The greatest lesson for democracies to learn is for the majority to give to the minority a full, free opportunity to present their side of the case, and then for the minority, having failed to win a majority to their views, gracefully to submit and to recognize the action as that of the entire organization, and cheerfully to assist in carrying it out until they can secure its repeal.
--Henry M. Robert (1837-1923)
(139:8.8) In the councils of the twelve Thomas was always cautious, advocating a policy of safety first, but if his conservatism was voted down or overruled, he was always the first fearlessly to move out in execution of the program decided upon. Again and again would he stand out against some project as being foolhardy and presumptuous; he would debate to the bitter end, but when Andrew would put the proposition to a vote, and after the twelve would elect to do that which he had so strenuously opposed, Thomas was the first to say, "Let's go!" He was a good loser. He did not hold grudges nor nurse wounded feelings. Time and again did he oppose letting Jesus expose himself to danger, but when the Master would decide to take such risks, always was it Thomas who rallied the apostles with his courageous words, "Come on, comrades, let's go and die with him."

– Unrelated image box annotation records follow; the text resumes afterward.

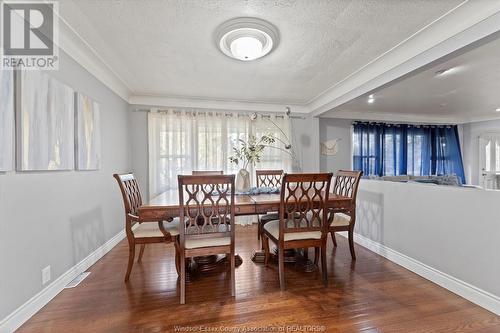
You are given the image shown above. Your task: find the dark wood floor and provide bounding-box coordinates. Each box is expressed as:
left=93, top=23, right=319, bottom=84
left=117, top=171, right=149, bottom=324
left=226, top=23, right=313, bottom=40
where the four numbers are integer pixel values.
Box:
left=20, top=226, right=500, bottom=332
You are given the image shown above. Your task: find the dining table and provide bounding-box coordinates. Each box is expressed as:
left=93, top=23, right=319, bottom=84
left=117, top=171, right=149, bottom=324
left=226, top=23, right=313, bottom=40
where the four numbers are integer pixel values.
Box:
left=138, top=190, right=355, bottom=272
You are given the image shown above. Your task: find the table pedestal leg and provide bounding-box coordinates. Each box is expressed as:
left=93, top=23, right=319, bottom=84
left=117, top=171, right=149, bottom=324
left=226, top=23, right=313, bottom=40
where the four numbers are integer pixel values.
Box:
left=252, top=247, right=318, bottom=273
left=186, top=254, right=243, bottom=282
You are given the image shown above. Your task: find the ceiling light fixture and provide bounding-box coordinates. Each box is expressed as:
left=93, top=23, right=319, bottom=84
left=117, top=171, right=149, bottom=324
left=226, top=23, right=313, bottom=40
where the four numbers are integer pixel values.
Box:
left=215, top=17, right=279, bottom=61
left=435, top=67, right=460, bottom=76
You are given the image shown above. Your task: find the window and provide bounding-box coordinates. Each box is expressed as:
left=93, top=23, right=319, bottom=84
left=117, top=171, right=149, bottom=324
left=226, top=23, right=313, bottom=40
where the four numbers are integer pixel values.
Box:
left=148, top=111, right=291, bottom=196
left=353, top=123, right=465, bottom=182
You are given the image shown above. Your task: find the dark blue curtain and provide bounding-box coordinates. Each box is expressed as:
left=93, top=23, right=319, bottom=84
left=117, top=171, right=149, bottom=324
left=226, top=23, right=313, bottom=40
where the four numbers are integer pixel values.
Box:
left=353, top=123, right=465, bottom=182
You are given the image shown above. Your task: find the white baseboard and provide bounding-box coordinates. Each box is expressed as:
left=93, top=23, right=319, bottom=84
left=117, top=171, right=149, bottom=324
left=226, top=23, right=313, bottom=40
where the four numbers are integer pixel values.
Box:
left=0, top=230, right=126, bottom=333
left=337, top=232, right=500, bottom=315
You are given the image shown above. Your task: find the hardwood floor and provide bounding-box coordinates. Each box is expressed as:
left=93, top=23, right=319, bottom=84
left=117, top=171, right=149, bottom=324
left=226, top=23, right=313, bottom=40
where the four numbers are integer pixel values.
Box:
left=19, top=225, right=500, bottom=332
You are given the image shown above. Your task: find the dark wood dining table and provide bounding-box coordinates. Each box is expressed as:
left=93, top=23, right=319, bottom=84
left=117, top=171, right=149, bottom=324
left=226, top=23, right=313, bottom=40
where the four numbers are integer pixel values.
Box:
left=139, top=190, right=353, bottom=271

(167:4.7) When they could not persuade him to refrain from going into Judea, and when some of the apostles were loath even to accompany him, Thomas addressed his fellows, saying: "We have told the Master our fears, but he is determined to go to Bethany. I am satisfied it means the end; they will surely kill him, but if that is the Master's choice, then let us acquit ourselves like men of courage; let us go also that we may die with him." And it was ever so; in matters requiring deliberate and sustained courage, Thomas was always the mainstay of the twelve apostles.
Henry Martyn Robert (May 2, 1837 – May 11, 1923) was an American soldier, engineer, and author. In 1876, Robert published the first edition of his manual of parliamentary procedure, Robert's Rules of Order, which remains today the most common parliamentary authority in the United States.